Thanks to a differentiated approach, this training process has different versions that respond to the topics, interests, and needs presented in the subject matter by specific groups to whom it is directed, such as, among others, adolescents and women, who in turn may be in situations of particular vulnerability: displaced, migrant, refugee, returned, survivors of gender-based violence in the context of conflict, among other causes of exclusion and discrimination.
Through reflective and awareness-raising exercises, participants strengthen their recognition of their own worth and that of other women. This also aims to consolidate bonds of sorority among them, in order to foster the creation of support networks and boost their individual and collective capacities to defend, promote, and demand their right to a life free from violence.

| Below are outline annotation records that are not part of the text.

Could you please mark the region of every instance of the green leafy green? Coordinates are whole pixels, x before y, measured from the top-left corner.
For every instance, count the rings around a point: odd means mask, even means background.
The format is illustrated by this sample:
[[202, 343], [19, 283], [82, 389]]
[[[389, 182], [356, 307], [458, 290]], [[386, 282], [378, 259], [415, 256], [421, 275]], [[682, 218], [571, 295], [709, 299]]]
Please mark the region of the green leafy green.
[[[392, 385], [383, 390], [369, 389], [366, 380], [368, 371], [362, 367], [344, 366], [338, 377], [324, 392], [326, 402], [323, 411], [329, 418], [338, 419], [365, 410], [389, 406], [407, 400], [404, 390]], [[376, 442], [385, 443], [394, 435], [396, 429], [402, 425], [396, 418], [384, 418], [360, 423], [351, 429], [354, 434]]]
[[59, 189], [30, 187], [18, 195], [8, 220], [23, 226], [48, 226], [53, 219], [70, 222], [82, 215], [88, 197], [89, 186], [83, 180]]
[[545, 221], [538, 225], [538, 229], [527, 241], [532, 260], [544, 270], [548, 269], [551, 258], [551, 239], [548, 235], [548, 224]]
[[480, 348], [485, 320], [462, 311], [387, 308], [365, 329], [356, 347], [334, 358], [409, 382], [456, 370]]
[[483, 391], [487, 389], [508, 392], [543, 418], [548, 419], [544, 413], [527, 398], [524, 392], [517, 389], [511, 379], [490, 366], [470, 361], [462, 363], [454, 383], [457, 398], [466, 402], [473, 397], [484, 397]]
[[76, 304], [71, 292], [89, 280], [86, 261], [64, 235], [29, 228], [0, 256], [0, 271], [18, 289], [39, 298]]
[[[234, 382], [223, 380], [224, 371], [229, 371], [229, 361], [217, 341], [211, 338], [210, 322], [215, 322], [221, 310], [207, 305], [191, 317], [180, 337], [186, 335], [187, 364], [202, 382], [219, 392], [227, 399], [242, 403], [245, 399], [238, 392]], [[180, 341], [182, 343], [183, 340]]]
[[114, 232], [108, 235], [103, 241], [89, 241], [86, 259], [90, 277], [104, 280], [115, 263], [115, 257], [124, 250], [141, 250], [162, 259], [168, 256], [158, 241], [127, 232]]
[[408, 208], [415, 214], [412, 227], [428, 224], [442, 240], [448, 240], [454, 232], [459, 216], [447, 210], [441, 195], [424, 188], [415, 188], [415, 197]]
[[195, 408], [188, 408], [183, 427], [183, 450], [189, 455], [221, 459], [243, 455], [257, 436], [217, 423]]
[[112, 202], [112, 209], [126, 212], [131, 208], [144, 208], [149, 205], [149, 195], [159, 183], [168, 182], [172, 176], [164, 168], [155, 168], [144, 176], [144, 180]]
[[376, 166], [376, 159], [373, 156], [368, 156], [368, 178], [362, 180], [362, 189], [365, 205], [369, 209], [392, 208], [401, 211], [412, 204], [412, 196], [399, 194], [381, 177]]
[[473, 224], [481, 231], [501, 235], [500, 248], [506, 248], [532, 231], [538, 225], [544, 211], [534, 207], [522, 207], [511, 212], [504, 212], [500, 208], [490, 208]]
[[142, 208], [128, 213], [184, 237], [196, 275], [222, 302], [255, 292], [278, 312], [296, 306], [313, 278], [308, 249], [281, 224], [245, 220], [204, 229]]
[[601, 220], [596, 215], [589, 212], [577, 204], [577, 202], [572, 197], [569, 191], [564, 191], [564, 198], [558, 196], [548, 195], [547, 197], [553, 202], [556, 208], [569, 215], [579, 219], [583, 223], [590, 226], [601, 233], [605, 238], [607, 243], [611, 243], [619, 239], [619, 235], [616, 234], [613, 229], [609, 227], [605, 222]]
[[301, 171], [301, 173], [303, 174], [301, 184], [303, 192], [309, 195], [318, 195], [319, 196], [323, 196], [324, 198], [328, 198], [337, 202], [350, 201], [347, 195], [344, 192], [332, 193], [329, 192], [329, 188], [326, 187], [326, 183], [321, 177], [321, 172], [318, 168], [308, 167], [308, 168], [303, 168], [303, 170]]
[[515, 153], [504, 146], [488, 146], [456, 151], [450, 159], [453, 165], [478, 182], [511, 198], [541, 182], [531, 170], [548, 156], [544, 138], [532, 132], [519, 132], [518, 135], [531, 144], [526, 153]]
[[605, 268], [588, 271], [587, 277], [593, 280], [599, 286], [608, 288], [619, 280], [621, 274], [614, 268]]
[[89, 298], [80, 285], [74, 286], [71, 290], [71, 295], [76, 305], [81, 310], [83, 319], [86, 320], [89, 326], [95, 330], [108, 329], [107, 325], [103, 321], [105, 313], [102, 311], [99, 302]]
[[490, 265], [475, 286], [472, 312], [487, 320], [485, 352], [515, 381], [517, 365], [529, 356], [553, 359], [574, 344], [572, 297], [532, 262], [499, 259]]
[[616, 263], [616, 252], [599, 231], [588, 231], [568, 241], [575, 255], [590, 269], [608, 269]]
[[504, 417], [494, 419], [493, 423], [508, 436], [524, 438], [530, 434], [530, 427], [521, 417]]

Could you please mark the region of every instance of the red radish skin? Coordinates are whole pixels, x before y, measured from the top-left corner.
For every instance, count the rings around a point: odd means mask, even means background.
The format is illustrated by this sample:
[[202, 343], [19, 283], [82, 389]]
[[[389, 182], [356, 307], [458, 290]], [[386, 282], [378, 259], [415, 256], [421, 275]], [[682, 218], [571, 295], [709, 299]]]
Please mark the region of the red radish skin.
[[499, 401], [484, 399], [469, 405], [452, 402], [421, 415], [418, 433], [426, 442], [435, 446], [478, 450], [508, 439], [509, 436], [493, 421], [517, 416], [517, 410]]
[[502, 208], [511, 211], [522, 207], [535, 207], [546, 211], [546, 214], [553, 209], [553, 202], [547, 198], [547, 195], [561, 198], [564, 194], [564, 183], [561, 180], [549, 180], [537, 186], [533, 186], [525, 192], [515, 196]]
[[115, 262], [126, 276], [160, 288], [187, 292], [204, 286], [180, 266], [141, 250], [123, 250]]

The process also addresses a series of conceptual elements, aimed at helping adolescents and women to reframe their life stories. Participants are encouraged to recover or strengthen their self-confidence, to recognize their strength and leadership in order to overcome conditions of vulnerability and inequality or exclusion.
Masculinities
In order to interest and involve more and more key actors in social transformation, Genfami has defined a series of training sessions aimed at promoting the active participation of men in actions and processes against gender-based violence and, in general, against all forms of violence.
With this perspective, the Foundation has developed its own methodologies that include tools for reflection, training, self-care, and the promotion of mental and physical health.
This process includes a set of pedagogical tools for working with older men and young people, problematizing sociocultural norms around masculinity managed through roughness, exploitation, concentration of power, and the subordination of women and the feminine, and to make way for new forms of constructing what it means to be a man, to be a woman, and for a more democratic society with zero tolerance for gender-based violence.